Solving Math Word Problems

  • > Richard, Jerry, and Robert are going to share 60 cherries. If Robert has 30 cherries, and has 10 more than Richard, how many more cherries does Robert have than Jerry?

    > answer:

    > Robert has 30 + 10 = 40 cherries.

    > If there are 60 cherries to be shared, then Richard and Jerry will have 60 - 40 = 20 cherries each.

    > Robert has 40 - 20 = 20 more cherries than Jerry.

    Um, the answer is "correct" but isn't the actual reasoning wrong?

    Robert has 30

    Richard has 20

    Jerry has 10

    Hence they split the 60 this way.

  • This might work better if GPT3 is used to rewrite each statement into an algebraic equation. And then a equation solver is used to solve the system.

  • It’s frustrating how myopic these papers can be. It seems like the goal of the paper is to solely work within the GPT framework to test the theory of verifiers. Why not try verifiers out with other models? Perhaps it’s not a fair comparison but I remember a Kaggle competition [0] from six years ago which involved building models to solve grade school science multiple choice questions. A simple word2vec model already could achieve 50% accuracy. Despite multiple choice being (maybe?) easier than free response, I’m just skeptical that the way to solve these problems is to throw billions of weights at them. It’s also not convincing to me that this new dataset doesn’t suffer from a much smaller template space, in that the models still just memorize templates.

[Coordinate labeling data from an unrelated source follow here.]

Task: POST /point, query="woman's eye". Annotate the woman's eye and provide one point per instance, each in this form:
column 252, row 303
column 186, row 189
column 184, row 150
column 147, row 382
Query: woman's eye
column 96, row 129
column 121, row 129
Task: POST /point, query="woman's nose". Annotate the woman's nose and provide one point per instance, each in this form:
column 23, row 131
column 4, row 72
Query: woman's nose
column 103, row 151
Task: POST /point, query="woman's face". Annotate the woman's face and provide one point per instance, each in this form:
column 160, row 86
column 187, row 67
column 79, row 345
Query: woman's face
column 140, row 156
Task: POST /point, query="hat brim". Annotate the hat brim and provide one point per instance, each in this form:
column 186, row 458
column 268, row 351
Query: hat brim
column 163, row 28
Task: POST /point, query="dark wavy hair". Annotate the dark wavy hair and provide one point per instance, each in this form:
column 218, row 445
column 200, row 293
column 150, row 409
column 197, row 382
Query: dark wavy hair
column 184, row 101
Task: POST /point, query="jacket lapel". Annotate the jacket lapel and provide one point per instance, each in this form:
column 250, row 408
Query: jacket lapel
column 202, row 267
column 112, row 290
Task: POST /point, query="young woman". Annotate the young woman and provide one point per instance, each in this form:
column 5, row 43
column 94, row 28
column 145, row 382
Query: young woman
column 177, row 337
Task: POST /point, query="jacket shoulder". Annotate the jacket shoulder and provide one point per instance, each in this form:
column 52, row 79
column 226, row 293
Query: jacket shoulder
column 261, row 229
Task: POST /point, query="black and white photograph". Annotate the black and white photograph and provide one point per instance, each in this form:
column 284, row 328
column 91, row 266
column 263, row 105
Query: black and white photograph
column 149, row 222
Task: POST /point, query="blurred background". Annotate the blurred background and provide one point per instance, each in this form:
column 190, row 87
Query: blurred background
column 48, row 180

    [0]: https://www.kaggle.com/c/the-allen-ai-science-challenge/over...

  • For a moment there, the title had me hoping that they were working on the generally undecidable https://en.m.wikipedia.org/wiki/Word_problem_(mathematics)

  • Scoring 55% on a test like this should not be considered a great accomplishment. A sign of progress, yes, but not an accomplishment by itself.

    This is still simply a system that is good at guessing. It does not know anything.